In this paper, we demonstrate the feasibility of interrogating the FP sensor at the tip of a fiber bundle to realize a 3D forward-viewing photoacoustic imaging probe that has the potential for endoscopic use. Compared to free-space implementations of the FP sensor concept25, this required addressing several critical challenges. These include scanning the input end of the bundle with sufficient precision to couple light into individual fiber cores and compensating for the non-ideal light propagation characteristics of the fiber bundle to optimally interrogate the sensor and minimize noise. The experimental set-up and the sensor interrogation and read-out scheme are described below, followed by an assessment of the imaging performance of the probe using phantoms and biological tissues.
Materials and methods
A schematic diagram of the experimental arrangement that is used to demonstrate the concept is shown in Fig. 1a. In contrast to the scanning microscopy modes that are most often employed in minimally invasive photoacoustic devices14,15,16,17,18,19, the probe operates in 3D tomography mode. This involves using wide-field illumination to irradiate a relatively large volume of tissue and recording the acoustic waves in 2D at the tip of the probe.

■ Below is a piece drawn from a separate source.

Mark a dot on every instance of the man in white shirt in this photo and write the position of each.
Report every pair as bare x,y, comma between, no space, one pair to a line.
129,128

The probe consists of a rigid 76 mm long, 3.2 mm diameter fiber-optic bundle (Edmund Optics, Inc.) that is comprised of 50,000 cores, each of 12 µm diameter and a 12 µm core-to-core spacing, with a transparent FP polymer-film ultrasound sensor deposited on its distal end-face (Fig. 1b, c—see also Suppl. Fig. S1). The very high-density of the cores, each of which can be regarded as an individually addressable ultrasound receiver, is illustrated in Fig. 1d and Suppl. Fig. S2. The proximal end of the bundle was polished to form an 8 degree angle (not shown) to minimize parasitic interference between the light that is reflected from the two ends of the bundle, which can otherwise introduce noise. The FP sensor was formed by vacuum depositing a 15 µm thick Parylene C film layer between two 90% reflective dielectric mirrors, followed by the deposition of a 5 µm thick protective layer of Parylene C to prevent water ingress25. The dielectric mirrors are designed to be dichroic and transparent to light in the 580–1250 nm spectral range to permit transmission of the photoacoustic excitation laser pulses through the sensor, but highly reflective (90%) between 1400 and 1600 nm, which coincides with the wavelength range of the interrogation laser used to read-out the sensor.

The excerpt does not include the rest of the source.